De heer Ulenbelt (SP): Voorzitter. Het kabinet heeft een reactie gegeven op het SER-advies over arbeidsmigratie. Ik zal er een kleine bloemlezing over geven. Er is te lezen: het kabinet zal bezien, het kabinet zal onderzoeken, het kabinet gaat de mogelijkheden onderzoeken, het kabinet heeft nadrukkelijk de aandacht gevraagd voor, het zal in een ad-hocgroep aan de orde komen, het zal een prioriteit zijn en er zal worden overwogen om. Dit zijn allemaal letterlijke citaten uit de brief van de Minister, maar het straalt niet veel daadkracht uit. Ik vind ook dat het gevoel van urgentie mist. De Minister belijdt met de mond en erkent ook allerlei problemen, maar daden blijven uit.

Het vrije verkeer van diensten op een heel grote, uitbreidende interne markt ontkent de ongelijkheid tussen landen. Die ongelijkheid veroorzaakt migrantenstromen, die vervolgens werkgevers in de gelegenheid stellen vanwege onwetendheid en verschillen tussen landen om deze buitenlandse arbeiders te exploiteren. De voorbeelden hebben we te over. Daarom was, is en blijft de SP voorstander van het hanteren van het systeem van tewerkstellingsvergunningen, in ieder geval voor de landen waarmee grote verschillen zijn.

Ik ben heel benieuwd wat de reactie is op de brief die de negen landen in Midden- en Oost-Europa in augustus schreven aan de Eurocommissaris, waarin zij aangeven dat gelijk loon voor gelijk werk op dezelfde plek in strijd is met de beginselen van het vrije verkeer. De Minister zou toch uit zijn vel moeten springen als hij zoiets leest. Heeft hij die ambassadeurs ontboden om zijn gal te spuwen? Dit laat nu precies zien dat deze landen gebruik willen maken van de ongelijkheid in Europa om arbeid te exporteren en hier concurrentie aan te gaan. Ik vind dat door zo'n brief en de opstelling van deze landen het nemen van nationale maatregelen wordt gerechtvaardigd.

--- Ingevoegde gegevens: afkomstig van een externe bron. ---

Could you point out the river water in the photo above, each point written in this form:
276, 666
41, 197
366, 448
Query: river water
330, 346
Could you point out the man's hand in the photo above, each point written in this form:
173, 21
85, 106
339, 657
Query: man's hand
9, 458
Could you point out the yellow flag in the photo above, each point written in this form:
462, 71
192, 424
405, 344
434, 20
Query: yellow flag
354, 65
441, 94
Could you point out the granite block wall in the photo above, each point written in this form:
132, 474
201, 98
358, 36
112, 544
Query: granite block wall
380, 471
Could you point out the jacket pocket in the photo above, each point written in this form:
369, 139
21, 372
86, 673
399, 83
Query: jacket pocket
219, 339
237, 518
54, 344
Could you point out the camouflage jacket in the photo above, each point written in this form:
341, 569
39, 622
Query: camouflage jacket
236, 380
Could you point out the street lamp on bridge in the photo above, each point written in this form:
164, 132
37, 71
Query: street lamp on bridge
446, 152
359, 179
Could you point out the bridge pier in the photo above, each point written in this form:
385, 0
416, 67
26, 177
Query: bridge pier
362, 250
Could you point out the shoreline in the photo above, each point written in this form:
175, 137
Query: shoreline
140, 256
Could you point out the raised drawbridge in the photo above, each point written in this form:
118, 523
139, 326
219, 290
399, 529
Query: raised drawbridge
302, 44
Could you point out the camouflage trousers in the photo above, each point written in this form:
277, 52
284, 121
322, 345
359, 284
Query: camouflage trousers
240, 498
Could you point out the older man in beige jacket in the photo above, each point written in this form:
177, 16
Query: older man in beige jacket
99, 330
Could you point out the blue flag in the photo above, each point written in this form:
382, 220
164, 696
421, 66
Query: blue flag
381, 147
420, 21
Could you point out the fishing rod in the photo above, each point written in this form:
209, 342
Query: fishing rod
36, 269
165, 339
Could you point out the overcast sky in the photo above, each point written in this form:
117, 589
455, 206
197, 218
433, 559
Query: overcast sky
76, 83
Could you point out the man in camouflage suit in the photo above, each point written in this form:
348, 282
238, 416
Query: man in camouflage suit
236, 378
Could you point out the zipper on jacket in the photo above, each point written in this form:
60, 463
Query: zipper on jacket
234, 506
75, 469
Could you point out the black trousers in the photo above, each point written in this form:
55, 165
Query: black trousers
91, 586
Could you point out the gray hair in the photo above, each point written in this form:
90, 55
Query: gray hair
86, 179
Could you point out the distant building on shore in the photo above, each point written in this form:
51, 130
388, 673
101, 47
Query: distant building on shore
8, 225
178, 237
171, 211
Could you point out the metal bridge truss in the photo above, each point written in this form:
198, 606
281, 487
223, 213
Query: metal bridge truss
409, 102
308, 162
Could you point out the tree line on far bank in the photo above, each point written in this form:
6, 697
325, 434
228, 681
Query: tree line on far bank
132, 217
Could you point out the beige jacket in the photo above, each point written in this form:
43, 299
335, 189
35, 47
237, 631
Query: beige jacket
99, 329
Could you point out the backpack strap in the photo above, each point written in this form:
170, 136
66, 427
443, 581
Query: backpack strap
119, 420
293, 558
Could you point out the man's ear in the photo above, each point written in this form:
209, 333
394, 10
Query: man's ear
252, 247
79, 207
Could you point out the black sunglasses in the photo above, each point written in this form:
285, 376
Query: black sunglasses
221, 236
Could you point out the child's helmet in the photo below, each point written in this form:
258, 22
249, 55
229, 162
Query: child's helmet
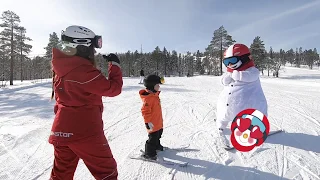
151, 80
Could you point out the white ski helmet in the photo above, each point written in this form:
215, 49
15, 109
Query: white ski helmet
75, 35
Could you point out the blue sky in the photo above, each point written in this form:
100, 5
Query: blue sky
183, 25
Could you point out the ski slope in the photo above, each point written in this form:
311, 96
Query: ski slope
189, 105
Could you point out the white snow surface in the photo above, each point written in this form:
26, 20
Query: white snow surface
189, 106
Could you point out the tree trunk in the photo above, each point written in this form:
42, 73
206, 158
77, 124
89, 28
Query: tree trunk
21, 60
221, 55
11, 56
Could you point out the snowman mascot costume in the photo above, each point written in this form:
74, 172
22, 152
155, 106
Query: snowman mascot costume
242, 88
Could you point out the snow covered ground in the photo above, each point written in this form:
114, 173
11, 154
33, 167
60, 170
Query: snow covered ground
189, 104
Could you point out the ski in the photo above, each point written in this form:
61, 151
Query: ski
159, 160
181, 148
228, 148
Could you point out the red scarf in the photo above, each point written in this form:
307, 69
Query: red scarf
243, 67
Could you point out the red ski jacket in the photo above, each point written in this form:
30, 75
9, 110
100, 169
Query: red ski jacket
79, 88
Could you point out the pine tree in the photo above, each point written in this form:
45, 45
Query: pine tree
54, 42
9, 34
221, 40
270, 62
24, 48
290, 56
156, 57
258, 53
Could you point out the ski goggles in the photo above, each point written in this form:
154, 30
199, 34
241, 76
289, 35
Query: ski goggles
231, 60
96, 41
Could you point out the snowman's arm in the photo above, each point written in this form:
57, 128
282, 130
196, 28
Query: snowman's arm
226, 79
249, 75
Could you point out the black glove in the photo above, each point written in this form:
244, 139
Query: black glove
111, 57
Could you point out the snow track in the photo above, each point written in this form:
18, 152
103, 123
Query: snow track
189, 106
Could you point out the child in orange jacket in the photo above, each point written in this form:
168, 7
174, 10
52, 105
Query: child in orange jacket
152, 114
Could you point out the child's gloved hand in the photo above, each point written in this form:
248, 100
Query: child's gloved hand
236, 75
149, 126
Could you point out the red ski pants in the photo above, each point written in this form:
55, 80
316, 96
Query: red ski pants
95, 153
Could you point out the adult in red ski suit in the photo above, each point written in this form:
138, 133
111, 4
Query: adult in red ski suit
77, 130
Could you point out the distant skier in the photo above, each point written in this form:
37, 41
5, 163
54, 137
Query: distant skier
77, 130
242, 88
141, 76
152, 114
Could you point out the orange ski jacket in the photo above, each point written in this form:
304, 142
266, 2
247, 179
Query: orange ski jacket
151, 109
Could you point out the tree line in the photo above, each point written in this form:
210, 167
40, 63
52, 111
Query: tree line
16, 65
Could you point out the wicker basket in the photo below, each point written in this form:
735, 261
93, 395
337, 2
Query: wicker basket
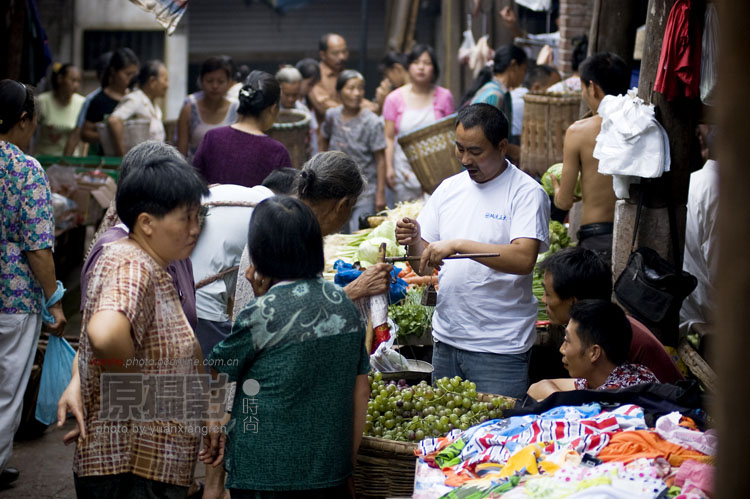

De Minister reageert heel terughoudend op allerlei voorstellen van de SER. Ik leg ze als vraag aan de Minister voor. Waarom stelt de Minister niet gewoon vast hoe werkgevers en werknemers in de cao moeten omgaan met de zogenaamde harde kern van arbeidsvoorwaarden? Waarom wacht hij af? Waarom zet hij dat niet onmiddellijk in het besluit voor het toetsen van cao's?

Er wordt gestreefd naar een internationale zwarte lijst. Waarom maakt de Minister geen zwarte lijst van binnenlandse en buitenlandse bedrijven die frauderen, belasting ontduiken en mensen uitbuiten? Ik zou zeggen: meteen doen.

Waarom neemt de Minister niet zelf in de wet op dat detachering uit andere landen aan een maximumperiode wordt gebonden? Waarom zouden wij op dit punt moeten wachten op overeenstemming in de Europese Unie? Waarom trotseren wij ze niet en waarom stellen wij niet nationaal orde op zaken?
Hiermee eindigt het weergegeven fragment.